2 young people applied to college (one for music and one for drama). While this outcome is not wholly attributable to the project, the project provided the young people with the purpose and focus to apply, and provided them with valuable experience for their auditions.
X is 16 years old and had been in care for many years. She is vulnerable and has history of offending and has spent some of her time in care in secure units. She dropped out of formal education at age 14.
K is in residential care and got involved in the project to give her ‘something to do in the evenings’ . She had done a bit of drama in the past, and had enjoyed it but had never followed it through.
K ended up playing the lead role in the film and showed incredible commitment to the project. As a result of the project, she has had to make decisions and take responsibility for herself in a way that is often difficult for her. She committed to turning up in the evening and at weekends – some weekends, she had to cancel home visits because of filming commitments.
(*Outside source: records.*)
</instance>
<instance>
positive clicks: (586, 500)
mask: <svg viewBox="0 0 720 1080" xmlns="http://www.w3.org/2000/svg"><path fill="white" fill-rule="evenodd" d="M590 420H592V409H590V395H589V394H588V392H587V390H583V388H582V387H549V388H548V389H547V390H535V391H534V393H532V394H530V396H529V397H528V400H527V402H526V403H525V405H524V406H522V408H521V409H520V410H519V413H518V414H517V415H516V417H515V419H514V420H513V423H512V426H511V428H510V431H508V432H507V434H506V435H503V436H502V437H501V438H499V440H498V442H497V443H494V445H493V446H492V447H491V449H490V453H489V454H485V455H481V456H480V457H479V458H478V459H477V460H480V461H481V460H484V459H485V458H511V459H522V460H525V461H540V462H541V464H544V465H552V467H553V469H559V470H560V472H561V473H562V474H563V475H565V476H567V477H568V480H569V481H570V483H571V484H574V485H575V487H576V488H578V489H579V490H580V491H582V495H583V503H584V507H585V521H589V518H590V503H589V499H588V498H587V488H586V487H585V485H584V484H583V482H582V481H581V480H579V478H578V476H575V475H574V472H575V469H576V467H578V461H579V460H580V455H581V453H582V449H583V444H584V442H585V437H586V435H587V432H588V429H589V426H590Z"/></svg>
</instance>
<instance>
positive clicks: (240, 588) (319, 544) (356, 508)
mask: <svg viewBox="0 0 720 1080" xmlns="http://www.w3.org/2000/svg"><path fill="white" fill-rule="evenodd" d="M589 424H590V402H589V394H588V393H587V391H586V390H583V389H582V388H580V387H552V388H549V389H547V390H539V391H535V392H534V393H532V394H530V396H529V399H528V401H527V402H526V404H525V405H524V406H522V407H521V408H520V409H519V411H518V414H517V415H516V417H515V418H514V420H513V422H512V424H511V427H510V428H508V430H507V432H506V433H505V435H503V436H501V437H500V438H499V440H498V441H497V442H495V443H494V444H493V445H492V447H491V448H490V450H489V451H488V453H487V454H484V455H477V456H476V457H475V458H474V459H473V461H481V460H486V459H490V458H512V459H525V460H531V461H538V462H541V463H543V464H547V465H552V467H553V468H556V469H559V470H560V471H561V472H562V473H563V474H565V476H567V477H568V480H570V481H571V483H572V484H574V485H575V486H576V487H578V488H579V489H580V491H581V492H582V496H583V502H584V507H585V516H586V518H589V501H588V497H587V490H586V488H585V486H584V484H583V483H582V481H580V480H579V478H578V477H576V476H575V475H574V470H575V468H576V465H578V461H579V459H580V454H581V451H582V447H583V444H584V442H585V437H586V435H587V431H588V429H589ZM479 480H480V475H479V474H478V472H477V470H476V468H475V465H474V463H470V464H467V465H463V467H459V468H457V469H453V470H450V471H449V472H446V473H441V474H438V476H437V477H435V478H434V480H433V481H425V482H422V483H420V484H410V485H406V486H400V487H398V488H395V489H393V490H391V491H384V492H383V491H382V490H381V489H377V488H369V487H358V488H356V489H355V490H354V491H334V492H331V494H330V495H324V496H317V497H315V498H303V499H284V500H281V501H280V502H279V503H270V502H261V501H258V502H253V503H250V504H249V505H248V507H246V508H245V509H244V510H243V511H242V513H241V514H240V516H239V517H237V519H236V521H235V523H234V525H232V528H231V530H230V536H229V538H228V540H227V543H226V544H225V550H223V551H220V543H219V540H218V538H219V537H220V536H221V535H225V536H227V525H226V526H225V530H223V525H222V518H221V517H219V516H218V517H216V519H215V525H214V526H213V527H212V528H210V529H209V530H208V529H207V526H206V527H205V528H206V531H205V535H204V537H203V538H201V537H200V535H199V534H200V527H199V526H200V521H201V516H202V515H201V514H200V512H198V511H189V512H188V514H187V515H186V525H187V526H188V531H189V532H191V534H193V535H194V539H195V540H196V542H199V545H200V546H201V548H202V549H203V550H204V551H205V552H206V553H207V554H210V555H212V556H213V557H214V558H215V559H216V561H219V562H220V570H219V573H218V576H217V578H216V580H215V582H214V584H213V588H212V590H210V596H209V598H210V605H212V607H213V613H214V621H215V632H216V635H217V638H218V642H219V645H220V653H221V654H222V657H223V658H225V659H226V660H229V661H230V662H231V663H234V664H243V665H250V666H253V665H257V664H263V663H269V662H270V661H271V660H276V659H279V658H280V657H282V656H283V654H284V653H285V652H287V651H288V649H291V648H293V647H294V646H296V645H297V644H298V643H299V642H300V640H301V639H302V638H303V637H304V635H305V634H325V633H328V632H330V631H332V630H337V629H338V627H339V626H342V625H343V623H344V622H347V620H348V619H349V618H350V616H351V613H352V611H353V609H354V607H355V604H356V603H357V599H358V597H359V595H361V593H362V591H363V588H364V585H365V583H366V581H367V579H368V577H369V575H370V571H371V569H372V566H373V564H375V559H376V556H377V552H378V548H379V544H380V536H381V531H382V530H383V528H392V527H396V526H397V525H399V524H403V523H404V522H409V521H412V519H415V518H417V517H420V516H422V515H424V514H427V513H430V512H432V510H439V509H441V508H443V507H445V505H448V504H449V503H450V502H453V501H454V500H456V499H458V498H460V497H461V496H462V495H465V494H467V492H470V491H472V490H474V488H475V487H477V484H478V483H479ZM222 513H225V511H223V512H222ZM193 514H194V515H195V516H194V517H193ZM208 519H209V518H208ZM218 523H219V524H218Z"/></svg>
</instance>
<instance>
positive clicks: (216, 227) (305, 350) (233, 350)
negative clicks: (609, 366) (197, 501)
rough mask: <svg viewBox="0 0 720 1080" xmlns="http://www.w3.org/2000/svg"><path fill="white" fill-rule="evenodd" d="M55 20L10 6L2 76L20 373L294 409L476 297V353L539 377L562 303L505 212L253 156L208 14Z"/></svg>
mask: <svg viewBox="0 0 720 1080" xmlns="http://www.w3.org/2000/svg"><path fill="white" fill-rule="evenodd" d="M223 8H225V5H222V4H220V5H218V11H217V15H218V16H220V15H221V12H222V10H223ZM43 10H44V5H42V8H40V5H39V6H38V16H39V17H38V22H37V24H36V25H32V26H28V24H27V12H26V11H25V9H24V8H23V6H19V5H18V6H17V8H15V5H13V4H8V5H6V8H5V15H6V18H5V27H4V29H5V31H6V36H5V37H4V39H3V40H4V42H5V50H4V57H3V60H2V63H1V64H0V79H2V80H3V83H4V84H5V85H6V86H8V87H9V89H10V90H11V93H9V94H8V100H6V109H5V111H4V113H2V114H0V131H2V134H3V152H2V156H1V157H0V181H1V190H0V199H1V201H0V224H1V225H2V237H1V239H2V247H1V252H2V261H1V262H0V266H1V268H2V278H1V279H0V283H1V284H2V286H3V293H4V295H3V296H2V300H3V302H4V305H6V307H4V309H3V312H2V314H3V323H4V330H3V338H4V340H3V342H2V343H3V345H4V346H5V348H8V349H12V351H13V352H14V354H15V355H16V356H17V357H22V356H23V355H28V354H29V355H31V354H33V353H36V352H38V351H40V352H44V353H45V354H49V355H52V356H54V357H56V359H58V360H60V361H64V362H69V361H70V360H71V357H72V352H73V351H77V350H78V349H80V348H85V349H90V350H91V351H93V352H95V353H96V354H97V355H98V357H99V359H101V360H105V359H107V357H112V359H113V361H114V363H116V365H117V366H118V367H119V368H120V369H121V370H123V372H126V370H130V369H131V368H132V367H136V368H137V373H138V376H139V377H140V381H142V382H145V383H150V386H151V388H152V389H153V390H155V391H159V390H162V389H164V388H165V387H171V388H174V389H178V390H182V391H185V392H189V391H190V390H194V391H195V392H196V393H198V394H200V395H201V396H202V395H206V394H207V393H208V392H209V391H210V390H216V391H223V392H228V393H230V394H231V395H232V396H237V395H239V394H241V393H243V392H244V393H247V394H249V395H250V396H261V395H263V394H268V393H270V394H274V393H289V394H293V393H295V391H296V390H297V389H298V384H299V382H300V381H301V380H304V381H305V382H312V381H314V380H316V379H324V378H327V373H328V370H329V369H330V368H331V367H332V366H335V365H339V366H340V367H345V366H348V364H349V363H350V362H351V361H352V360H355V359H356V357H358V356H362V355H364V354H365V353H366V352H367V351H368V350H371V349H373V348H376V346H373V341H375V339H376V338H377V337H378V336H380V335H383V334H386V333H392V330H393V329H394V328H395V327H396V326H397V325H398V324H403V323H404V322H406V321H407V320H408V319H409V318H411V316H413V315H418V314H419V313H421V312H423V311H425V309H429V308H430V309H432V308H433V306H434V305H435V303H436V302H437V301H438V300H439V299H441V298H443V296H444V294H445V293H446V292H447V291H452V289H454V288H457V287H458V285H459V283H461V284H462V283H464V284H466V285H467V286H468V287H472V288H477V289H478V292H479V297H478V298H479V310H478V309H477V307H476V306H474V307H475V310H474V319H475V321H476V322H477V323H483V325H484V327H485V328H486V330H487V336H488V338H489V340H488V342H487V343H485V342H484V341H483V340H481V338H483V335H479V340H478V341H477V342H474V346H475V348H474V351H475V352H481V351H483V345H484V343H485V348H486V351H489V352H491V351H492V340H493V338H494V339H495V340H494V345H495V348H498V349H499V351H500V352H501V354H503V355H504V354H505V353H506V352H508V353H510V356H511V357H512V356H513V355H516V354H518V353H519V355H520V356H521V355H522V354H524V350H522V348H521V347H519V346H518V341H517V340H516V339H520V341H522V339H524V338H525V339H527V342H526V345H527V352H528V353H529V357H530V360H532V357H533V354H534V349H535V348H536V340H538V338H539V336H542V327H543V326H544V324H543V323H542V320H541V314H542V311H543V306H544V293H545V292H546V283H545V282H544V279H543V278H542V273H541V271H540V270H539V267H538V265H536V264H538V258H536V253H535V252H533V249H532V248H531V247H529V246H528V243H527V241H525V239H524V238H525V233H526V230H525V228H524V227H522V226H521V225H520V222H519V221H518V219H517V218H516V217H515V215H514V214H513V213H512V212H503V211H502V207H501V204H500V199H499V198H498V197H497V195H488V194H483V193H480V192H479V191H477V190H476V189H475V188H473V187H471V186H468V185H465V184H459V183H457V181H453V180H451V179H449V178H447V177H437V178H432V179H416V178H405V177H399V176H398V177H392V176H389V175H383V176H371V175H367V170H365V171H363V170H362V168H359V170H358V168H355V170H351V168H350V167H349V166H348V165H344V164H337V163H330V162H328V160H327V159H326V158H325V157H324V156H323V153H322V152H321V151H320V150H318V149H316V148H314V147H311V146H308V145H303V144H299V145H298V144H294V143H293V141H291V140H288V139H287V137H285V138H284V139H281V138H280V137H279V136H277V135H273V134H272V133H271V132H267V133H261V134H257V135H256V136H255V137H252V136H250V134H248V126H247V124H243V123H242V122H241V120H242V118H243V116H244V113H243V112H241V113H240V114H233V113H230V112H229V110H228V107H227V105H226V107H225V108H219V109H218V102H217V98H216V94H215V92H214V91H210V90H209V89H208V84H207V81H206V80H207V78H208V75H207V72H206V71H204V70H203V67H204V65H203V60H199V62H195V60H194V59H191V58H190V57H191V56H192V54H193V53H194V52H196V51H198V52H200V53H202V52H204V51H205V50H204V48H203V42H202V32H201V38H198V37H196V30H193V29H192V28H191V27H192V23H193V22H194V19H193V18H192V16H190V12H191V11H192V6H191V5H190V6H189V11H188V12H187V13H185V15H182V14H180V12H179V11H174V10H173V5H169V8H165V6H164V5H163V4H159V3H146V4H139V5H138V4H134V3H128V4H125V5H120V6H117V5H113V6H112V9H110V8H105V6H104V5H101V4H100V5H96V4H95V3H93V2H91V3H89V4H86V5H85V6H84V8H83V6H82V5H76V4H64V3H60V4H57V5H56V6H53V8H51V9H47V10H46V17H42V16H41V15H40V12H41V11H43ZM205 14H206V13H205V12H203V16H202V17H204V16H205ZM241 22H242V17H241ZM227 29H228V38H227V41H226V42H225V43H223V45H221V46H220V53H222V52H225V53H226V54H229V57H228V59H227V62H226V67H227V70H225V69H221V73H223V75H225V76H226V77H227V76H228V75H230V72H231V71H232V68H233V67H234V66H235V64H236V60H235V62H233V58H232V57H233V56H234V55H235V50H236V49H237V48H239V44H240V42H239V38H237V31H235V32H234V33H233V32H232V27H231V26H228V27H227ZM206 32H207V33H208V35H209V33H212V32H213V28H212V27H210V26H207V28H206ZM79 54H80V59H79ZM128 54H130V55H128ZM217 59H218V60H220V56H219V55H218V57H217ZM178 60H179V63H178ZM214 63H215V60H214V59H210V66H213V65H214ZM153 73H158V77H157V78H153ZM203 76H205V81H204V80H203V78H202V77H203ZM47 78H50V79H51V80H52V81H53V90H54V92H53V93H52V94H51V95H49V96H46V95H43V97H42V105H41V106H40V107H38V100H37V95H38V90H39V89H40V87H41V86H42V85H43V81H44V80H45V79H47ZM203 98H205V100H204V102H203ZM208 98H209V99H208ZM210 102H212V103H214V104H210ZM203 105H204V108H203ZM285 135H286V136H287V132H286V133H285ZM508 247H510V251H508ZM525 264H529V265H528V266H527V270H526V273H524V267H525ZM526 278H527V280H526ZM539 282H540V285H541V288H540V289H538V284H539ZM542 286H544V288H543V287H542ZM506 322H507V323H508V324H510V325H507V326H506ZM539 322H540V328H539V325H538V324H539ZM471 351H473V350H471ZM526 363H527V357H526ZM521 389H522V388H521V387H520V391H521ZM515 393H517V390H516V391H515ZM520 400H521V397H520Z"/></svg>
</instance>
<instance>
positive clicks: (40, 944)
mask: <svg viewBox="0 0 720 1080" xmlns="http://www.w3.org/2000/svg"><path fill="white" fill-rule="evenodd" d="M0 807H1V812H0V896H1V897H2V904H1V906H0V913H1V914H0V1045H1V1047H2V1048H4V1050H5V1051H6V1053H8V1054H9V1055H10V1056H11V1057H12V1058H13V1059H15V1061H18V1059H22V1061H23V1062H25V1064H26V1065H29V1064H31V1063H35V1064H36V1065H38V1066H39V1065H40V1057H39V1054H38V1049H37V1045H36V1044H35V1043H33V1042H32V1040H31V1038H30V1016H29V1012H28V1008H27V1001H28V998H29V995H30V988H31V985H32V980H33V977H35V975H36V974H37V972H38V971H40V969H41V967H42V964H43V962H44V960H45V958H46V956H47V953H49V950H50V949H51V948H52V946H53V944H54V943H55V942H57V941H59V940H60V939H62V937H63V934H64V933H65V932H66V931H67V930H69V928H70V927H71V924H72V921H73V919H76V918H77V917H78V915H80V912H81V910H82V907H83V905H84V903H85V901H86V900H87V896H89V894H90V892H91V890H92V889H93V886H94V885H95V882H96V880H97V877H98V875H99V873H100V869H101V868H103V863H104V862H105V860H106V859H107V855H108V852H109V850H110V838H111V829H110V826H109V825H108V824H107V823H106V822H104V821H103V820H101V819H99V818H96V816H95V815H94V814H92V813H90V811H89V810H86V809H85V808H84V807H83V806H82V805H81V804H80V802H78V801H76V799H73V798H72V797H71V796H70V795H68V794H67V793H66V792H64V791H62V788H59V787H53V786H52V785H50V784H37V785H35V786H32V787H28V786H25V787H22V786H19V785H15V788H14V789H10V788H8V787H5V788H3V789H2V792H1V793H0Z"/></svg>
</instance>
She also had to learn to deal with disagreements with other participants. Her usual pattern is to ‘storm out’ of any situation where she finds herself in conflict or faced with a problem, but during the project resolved a conflict with another participant which would have led to one or both of them ‘walking away ‘ from the project.
K reports that her focus has come from the fact that she has found something that she values and wants to do
“This is the first time that I really wanted to do something “
“ If I hadn’t been doing this, I’d be out doing crazy stuff, getting into trouble, getting drunk…….”
As a result of the project, K decided to apply to college to study drama.
K’s key worker reported that this was the first time in her life that she had achieved something (she has no formal qualifications). The project had been ‘great for her, providing her with a focus– in the past she would last about 20 minutes in a lass then she’d walk out – and helping her to consider her behaviours.
“We’ve been using the project as an opportunity to get her to focus on her behaviours. She has found something she likes and she’s good at, and that has provided a focus for her. (Previously, she was very chaotic). She’s been practicing for her college audition and has started to plan – for example planning not to go out on Friday nights when she had filming on a Saturday morning.”